Gestern wurde der Star ('Confident') wegen Vandalismus angeklagt, weil er das Haus seines Nachbarn mit Eiern beworfen hatte. Er kam mit einer zweijährigen Bewährungsstrafe davon, das Gericht erlegte ihm außerdem ein Bußgeld von umgerechnet knapp 60.000 Euro auf und verdonnerte ihn zu fünf Tagen gemeinnütziger Arbeit. Zusätzlich muss der Mädchenschwarm 12 Wochen lang an Anti-Aggressions-Kursen teilnehmen.

In einem Statement, das 'CNN' veröffentlichte, äußerte sich nun Biebers PR-Sprecher zu dem Urteil: "Justin ist froh, dass die Sache jetzt entschieden ist und er sie hinter sich lassen kann", hieß es darin. "Er wird nach vorne sehen und sich auf seine Karriere und Musik konzentrieren."

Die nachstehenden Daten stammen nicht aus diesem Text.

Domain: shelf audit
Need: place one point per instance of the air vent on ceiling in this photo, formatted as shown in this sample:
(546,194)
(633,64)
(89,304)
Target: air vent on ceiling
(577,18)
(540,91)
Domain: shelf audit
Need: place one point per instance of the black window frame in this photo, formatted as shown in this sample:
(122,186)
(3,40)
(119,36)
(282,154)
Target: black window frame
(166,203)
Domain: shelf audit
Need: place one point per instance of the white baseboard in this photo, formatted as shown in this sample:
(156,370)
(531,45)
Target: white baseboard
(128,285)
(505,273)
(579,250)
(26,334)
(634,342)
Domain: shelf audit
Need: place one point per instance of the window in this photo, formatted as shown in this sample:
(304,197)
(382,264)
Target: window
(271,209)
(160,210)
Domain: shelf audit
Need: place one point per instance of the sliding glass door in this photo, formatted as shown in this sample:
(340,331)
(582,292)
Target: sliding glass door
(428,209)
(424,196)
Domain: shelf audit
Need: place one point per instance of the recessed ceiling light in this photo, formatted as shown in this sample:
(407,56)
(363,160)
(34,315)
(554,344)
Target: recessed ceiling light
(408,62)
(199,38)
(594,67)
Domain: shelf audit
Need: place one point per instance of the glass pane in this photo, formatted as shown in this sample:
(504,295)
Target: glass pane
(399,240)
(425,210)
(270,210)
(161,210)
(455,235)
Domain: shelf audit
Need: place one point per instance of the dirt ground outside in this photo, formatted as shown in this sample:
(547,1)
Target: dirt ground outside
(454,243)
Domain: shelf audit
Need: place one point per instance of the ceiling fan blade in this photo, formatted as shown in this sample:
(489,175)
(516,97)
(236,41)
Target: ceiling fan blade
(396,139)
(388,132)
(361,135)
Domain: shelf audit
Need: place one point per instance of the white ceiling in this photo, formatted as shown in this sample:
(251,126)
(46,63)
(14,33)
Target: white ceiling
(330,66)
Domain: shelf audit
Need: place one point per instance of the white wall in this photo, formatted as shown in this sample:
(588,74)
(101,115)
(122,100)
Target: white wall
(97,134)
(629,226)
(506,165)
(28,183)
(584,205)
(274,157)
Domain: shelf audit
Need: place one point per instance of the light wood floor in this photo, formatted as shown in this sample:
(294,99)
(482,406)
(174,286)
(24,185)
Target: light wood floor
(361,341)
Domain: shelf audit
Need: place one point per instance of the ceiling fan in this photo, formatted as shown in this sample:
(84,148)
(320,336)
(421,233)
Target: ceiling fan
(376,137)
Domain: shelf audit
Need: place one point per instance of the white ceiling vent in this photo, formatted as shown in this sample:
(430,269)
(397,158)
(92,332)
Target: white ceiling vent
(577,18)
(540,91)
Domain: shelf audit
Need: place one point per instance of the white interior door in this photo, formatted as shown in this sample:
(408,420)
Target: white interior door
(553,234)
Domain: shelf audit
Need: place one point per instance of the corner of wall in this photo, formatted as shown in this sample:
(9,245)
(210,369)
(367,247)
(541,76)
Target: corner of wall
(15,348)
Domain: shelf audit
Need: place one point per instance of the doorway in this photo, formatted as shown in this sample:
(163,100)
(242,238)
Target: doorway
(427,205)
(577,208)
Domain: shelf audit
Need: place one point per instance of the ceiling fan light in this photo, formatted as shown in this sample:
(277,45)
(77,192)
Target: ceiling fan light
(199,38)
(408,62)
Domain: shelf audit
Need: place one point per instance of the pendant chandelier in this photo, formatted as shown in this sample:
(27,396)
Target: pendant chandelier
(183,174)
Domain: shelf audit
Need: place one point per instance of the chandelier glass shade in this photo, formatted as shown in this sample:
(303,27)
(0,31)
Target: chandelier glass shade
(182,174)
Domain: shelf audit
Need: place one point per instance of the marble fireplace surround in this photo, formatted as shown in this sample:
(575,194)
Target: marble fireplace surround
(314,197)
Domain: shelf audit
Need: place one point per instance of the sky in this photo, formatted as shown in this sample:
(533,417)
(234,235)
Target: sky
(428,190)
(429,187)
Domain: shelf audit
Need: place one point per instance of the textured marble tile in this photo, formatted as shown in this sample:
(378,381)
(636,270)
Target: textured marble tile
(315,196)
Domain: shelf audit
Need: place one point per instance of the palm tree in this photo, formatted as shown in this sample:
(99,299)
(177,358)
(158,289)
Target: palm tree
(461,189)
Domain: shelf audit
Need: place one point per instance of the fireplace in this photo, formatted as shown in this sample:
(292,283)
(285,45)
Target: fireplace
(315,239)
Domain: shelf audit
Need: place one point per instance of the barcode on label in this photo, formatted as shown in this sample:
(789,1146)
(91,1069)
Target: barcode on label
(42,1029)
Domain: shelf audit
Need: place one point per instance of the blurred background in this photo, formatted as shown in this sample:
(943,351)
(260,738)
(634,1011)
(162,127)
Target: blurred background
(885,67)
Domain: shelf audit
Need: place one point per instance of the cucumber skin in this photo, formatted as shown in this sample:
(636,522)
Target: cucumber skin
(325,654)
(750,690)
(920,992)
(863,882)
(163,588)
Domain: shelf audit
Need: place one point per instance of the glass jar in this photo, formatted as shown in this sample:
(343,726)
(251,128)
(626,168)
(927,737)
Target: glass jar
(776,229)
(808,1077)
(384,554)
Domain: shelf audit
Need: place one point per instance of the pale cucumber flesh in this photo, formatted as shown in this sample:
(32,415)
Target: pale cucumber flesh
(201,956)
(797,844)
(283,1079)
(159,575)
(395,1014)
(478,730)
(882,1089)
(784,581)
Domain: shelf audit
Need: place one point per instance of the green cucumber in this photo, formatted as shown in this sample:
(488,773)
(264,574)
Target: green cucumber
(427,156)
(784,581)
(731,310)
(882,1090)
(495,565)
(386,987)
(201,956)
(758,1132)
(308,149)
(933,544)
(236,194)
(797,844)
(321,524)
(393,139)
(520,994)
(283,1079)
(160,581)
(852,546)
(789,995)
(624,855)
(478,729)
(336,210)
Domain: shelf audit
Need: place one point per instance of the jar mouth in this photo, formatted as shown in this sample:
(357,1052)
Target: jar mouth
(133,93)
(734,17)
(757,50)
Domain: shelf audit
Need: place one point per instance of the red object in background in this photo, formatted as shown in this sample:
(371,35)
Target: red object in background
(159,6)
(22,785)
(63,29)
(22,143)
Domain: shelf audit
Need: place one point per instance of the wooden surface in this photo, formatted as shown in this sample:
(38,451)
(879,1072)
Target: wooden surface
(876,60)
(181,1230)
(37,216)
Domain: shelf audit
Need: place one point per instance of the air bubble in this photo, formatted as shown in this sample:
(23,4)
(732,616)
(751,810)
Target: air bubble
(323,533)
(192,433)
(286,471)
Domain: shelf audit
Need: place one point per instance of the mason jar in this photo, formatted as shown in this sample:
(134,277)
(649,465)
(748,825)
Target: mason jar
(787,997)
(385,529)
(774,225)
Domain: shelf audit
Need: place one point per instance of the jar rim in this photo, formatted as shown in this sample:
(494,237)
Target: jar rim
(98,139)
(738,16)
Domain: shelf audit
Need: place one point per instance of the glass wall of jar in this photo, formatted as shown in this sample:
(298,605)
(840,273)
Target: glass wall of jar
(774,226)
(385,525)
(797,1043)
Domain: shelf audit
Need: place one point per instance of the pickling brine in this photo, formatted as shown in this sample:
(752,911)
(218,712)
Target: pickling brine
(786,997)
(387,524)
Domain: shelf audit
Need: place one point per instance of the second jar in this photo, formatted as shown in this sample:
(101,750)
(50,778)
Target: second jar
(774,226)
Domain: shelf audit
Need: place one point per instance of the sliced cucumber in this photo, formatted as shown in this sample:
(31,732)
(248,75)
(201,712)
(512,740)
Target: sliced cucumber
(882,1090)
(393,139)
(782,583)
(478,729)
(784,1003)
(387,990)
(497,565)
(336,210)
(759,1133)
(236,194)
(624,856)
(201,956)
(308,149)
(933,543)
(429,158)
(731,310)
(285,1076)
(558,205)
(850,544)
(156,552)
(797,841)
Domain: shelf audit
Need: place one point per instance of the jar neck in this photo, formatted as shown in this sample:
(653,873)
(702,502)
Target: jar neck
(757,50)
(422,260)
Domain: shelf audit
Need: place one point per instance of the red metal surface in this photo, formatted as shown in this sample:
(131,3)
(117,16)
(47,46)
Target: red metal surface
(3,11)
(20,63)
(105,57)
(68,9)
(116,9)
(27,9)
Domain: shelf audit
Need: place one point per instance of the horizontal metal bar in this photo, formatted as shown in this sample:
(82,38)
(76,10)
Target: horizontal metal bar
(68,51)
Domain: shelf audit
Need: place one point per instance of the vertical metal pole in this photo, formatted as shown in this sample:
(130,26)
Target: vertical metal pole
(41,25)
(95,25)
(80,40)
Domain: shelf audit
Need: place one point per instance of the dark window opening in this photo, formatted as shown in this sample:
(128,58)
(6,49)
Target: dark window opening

Die Eier, die der Sänger auf das Haus seines Nachbarn im kalifornischen Calabasas geworfen haben soll, hinterließen einen Schaden von 15.000 Euro. Staatsanwalt Alan Yochelson betonte vor Gericht erneut, wie "extrem kindisch" die Aktion gewesen sei. Bieber habe "einen unglaublichen Schaden" an einem echten "Traumhaus" verursacht. Wie gut, dass der junge Popstar inzwischen umgezogen ist, angeblich konnte er seine Villa an Reality-TV-Star Khloé Kardashian (30, Khloé & Lamar') verkaufen.

Mit der Bewährungsstrafe im Eier-Skandal ist Justin Bieber allerdings nicht alle seine Sorgen los: Vor einigen Monaten wurde er in Miami wegen Trunkenheit am Steuer verhaftet, sein Team arbeitet derzeit daran, einen Deal mit dem zuständigen Richter auszuhandeln.